The Type A, for instance, has the following costs of operation:
Item | Cost |
Crew | 6,500/fortnite |
Fuel | 2,500/fortnite |
Mortgage | 77,250/fortnite |
Maintenance | 1,545/fortnite |
Total | 87,795 |
We’ve calculated costs per fortnite (14 days), instead of per jump, though this is the same for most commercial starships. For this, it can carry 82 tons of cargo, 6+ warm passengers, and 20 low passengers, and the cargo/passages it sells have to pay this. You can imagine liner variants that carry relatively small quantities of cargo, but have up to 20 more staterooms for warm passengers, but the economics for those remains largely the same.
Adding onto this are the life support costs. That high passage doesn’t give the trader 10,000 credits in profit, because 2,000 of it go towards paying the life support fees. If you imagine about half the passages sold are medium, that’s an average of Cr 7,000 for the ship per passage. Add to that Cr 900 per low passage, and estimate Cr 900 per ton (since it’s rare that a trader fills up the whole hold), and that’s the ship’s income. For our example Type A, that’s about Cr 134,000 per jump Enough to pay for everything, with a profit for the owner.

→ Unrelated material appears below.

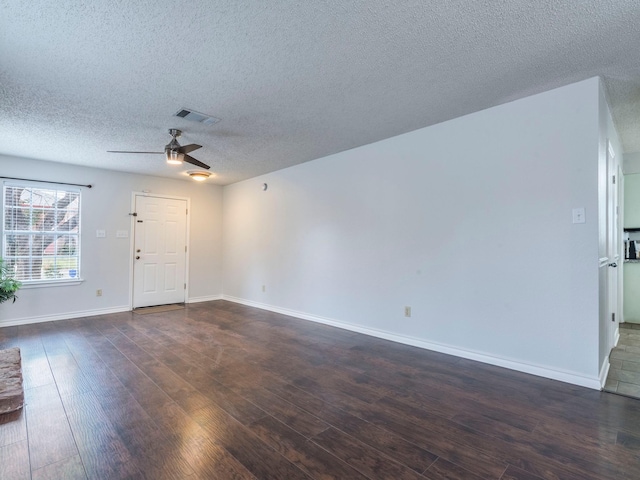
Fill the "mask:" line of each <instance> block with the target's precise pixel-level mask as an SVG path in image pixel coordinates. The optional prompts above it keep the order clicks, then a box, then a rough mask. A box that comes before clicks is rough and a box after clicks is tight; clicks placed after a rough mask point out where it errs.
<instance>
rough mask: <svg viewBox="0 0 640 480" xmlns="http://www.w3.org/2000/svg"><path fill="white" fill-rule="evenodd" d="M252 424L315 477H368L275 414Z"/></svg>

Now let’s look at insystem travel on a nonstarship or small craft. It’s easy to assume this will fall into an entirely different category of service, but it’s not too dissimilar to interstellar travel. Taking a shuttle from Earth to Jupiter, for instance, is a 4 day trip.

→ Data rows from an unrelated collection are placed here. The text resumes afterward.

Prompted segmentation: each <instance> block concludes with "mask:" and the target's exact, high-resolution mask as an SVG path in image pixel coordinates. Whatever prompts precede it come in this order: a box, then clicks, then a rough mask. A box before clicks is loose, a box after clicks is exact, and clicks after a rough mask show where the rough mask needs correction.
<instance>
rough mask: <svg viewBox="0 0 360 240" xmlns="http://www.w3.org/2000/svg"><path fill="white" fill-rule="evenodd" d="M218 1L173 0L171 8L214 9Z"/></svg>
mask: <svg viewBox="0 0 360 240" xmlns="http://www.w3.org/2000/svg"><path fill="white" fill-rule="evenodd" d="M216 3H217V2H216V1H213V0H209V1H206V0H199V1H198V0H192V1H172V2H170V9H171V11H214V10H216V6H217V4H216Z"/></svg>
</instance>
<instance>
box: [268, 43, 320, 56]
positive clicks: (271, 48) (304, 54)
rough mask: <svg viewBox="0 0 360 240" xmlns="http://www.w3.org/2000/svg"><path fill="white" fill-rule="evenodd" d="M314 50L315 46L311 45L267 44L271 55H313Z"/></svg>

So let’s look at the cost of the shuttle – 95 tons, 71 tons of free space, for MCr 33. The crew of 2 is probably pilot and engineer. To this we’ll add a medic and steward, for limited passenger service. Like the Type A, it could carry more passengers for less cargo, but we’ll try to keep it similar to the Type A:
Item | Cost |
Crew | 6,500/fortnite |
Fuel | 200/fortnite |
Mortgage | 68,750/fortnite |
Maintenance | 1,375/fortnite |
Total | 76,825 |
So far the costs are pretty similar to the Type A, though I suspect a shuttle can easily manage 2 paying trips per fortnite. This allows for something like the 4 day Earth-to-Jupiter transit time, plus a few days in dock to handle cargo transfer, maintenance, and the like.

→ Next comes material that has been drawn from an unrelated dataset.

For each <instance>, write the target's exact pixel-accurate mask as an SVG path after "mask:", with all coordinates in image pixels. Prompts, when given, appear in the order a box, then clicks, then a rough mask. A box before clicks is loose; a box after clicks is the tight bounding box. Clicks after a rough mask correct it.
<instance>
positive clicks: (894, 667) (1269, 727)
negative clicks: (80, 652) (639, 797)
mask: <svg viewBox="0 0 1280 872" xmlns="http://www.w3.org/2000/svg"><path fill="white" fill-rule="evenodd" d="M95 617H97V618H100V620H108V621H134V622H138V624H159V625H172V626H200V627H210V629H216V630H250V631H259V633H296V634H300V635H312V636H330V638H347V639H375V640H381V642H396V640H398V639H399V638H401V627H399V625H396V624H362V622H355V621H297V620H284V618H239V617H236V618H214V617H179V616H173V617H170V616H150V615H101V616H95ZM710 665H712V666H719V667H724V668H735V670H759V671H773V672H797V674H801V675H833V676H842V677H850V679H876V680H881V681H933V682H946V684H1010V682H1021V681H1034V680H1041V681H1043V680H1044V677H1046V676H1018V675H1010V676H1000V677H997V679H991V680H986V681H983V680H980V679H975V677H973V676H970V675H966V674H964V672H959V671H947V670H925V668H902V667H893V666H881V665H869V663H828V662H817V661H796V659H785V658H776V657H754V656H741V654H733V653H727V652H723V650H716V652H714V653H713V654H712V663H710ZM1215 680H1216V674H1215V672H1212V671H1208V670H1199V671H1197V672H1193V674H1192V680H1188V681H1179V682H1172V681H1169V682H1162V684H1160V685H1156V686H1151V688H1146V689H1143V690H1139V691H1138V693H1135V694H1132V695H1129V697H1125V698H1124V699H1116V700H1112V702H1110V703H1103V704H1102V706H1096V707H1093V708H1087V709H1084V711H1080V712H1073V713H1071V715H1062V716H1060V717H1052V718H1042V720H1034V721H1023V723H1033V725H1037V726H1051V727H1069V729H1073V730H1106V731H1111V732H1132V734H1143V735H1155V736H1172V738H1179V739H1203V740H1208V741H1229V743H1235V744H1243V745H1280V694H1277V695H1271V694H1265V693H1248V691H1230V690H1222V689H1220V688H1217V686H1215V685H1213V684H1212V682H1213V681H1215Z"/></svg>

Since the Type A’s passenger pays on average Cr 7,000 + life support for their passage, and the passage takes twice as long as the shuttle’s flight, the shuttle passenger probably pays something closer to Cr 3,500 + life support for their passage. The life support is probably half as expensive, too, since the trip takes half as long, so that’s probably around Cr 4,500 total for passage on the shuttle.
This is not cheap.
One of the common conceits of Traveller is that interstellar travel is expensive. This allows for individual systems that develop their own cultures, without large scale mixing with other nearby cultures. But we can see here that insystem travel is also quite expensive, and probably contributes to a similar feel within a system. Because of the cost of travel, a habitat at Saturn would likely not see a lot of intermixing with a base on the Lunar surface.
There are all sorts of implications that come out of this. Individual habitats in a system will likely develop their own cultures, their own identities. They might see themselves in competition with the other habitats in the system. There might be tension between habitats, amplified by cultural differences and feeding distrust. It makes individual systems feel roomier, with more for players to do.